Anschliessend würde ich: partitionieren und formatieren von hdc, umkopieren der Daten auf hdc. Ergebnis: Alle Daten ohne Raids auf hdc. Mit hda kannst dann machen was dir beliebt.

----------

## tazinblack

Oder einfach die neue VM mit ner livecd booten. Netzwerk dort einrichten, Platte partitionieren und formatieren, dann mit rsync über SSH die Dateien vom alten auf die neue VM übernehmen, Bootloader schreiben. Du musst nur drauf achten, dass die Livecd nicht zu neu ist. Sonnst könnte ich mir vorstellen, dass ein zu neues Filesystem vom alten Kernel nicht benutzt werden kann. Achso, der Kernel sollte natürlich die neuen virtuellen Devices unterstützen. Die könntest Du nach etwas Recherche schon mal auf dem alten System in den Kernel einbauen.

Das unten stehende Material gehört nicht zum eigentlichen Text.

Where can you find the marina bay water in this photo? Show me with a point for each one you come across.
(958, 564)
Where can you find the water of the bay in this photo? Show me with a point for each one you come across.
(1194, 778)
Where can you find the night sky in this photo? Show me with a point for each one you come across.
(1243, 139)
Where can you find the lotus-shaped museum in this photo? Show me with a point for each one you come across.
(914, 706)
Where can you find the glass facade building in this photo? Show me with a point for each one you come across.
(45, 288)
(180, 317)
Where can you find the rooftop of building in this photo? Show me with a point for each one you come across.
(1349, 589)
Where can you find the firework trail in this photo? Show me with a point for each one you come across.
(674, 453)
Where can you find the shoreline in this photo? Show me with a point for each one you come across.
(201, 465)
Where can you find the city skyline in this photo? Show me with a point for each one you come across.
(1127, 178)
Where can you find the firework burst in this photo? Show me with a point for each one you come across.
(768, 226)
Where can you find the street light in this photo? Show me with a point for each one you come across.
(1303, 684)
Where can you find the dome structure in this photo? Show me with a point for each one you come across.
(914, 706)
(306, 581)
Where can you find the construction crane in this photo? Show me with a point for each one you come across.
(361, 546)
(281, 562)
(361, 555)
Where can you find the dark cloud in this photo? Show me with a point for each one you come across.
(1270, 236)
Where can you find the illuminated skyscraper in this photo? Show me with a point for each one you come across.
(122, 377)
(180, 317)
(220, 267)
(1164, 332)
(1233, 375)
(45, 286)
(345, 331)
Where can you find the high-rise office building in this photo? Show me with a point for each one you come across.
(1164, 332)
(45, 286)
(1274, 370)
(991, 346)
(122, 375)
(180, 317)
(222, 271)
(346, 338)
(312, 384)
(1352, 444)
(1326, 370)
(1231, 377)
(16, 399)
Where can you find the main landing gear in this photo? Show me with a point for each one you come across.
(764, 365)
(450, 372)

Ich würde mir trotzdem mal Überlegen, ob Du Dein Wiki und die DB nicht auf neuen Versionen zum Laufen bekommst. Das alte Zeugs hold einen immer irgendwann ein. Ich hab vor kurzem das Gleiche gemacht mit Dokuwiki, Intranetzeugs auf PHP und diversen Mysql Datenbanken.

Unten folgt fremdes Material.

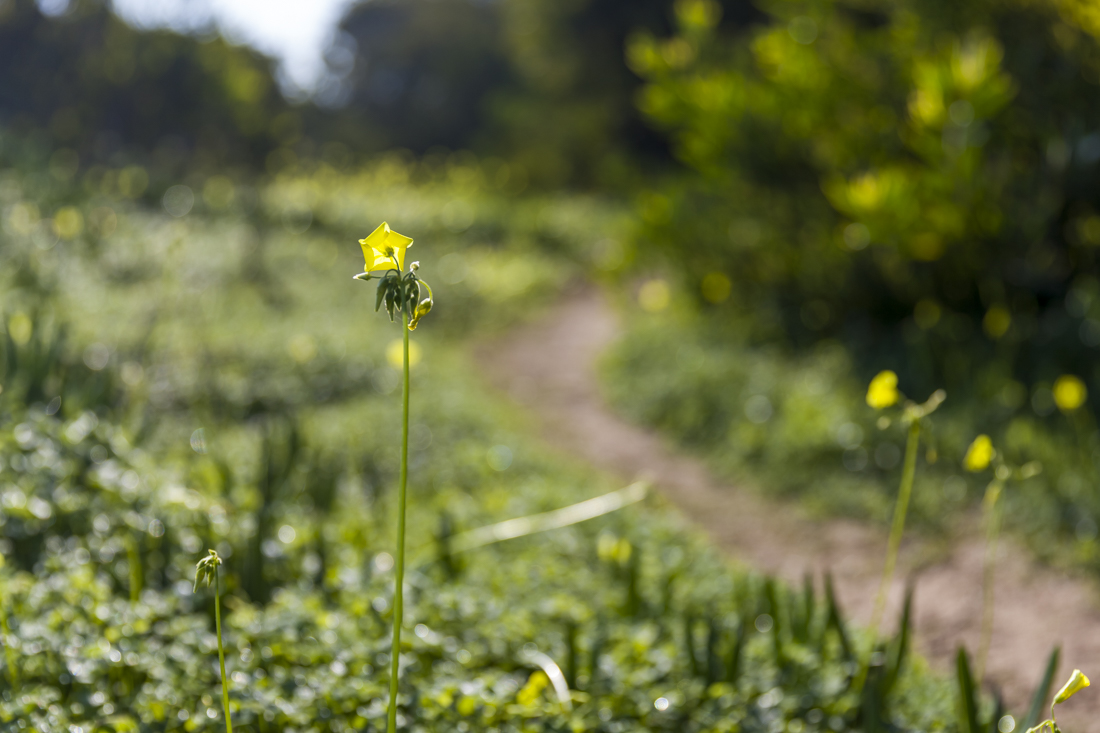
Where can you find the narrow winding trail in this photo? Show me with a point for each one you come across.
(549, 368)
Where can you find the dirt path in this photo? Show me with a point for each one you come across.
(549, 367)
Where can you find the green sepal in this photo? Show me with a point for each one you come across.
(382, 294)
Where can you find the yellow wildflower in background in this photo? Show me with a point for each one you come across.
(536, 684)
(1069, 393)
(883, 390)
(1076, 684)
(382, 245)
(979, 455)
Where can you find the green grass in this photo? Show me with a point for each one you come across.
(243, 400)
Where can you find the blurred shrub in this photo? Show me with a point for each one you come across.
(913, 179)
(88, 81)
(542, 84)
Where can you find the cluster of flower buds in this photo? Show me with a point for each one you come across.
(402, 292)
(206, 569)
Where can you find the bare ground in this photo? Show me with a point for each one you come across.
(549, 368)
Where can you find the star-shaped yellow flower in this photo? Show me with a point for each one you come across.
(979, 455)
(382, 245)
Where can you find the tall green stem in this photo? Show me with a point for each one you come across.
(909, 470)
(898, 527)
(399, 579)
(992, 506)
(221, 653)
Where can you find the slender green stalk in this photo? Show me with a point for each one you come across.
(897, 528)
(221, 653)
(909, 470)
(992, 506)
(9, 653)
(399, 579)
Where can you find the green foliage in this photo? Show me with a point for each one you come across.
(795, 425)
(912, 179)
(228, 428)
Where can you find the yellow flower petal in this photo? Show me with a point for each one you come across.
(1069, 393)
(979, 455)
(882, 391)
(1077, 682)
(382, 245)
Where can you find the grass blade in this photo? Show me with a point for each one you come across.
(968, 703)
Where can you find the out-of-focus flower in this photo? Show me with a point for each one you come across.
(882, 391)
(1077, 682)
(1069, 393)
(979, 455)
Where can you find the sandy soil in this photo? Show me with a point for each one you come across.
(549, 368)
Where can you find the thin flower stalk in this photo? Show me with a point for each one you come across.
(207, 571)
(883, 393)
(980, 456)
(399, 579)
(404, 293)
(898, 526)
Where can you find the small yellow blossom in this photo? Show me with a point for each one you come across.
(883, 390)
(1077, 682)
(382, 245)
(1069, 393)
(395, 353)
(536, 684)
(979, 455)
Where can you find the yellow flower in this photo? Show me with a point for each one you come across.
(1077, 682)
(1069, 393)
(883, 390)
(536, 684)
(382, 245)
(979, 455)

Die Kompatibilität auf eine aktuelle PHP Version war gar kein Problem. Und die Migration von mysql 5.1 auf ne mariadb 10.0 war auch zu lösen.

Wenn ich mich recht erinnere musste man nur den mysql dump bzgl. Engine anpassen. Hab auch das Gefühl, dass die mariadb schneller ist.

----------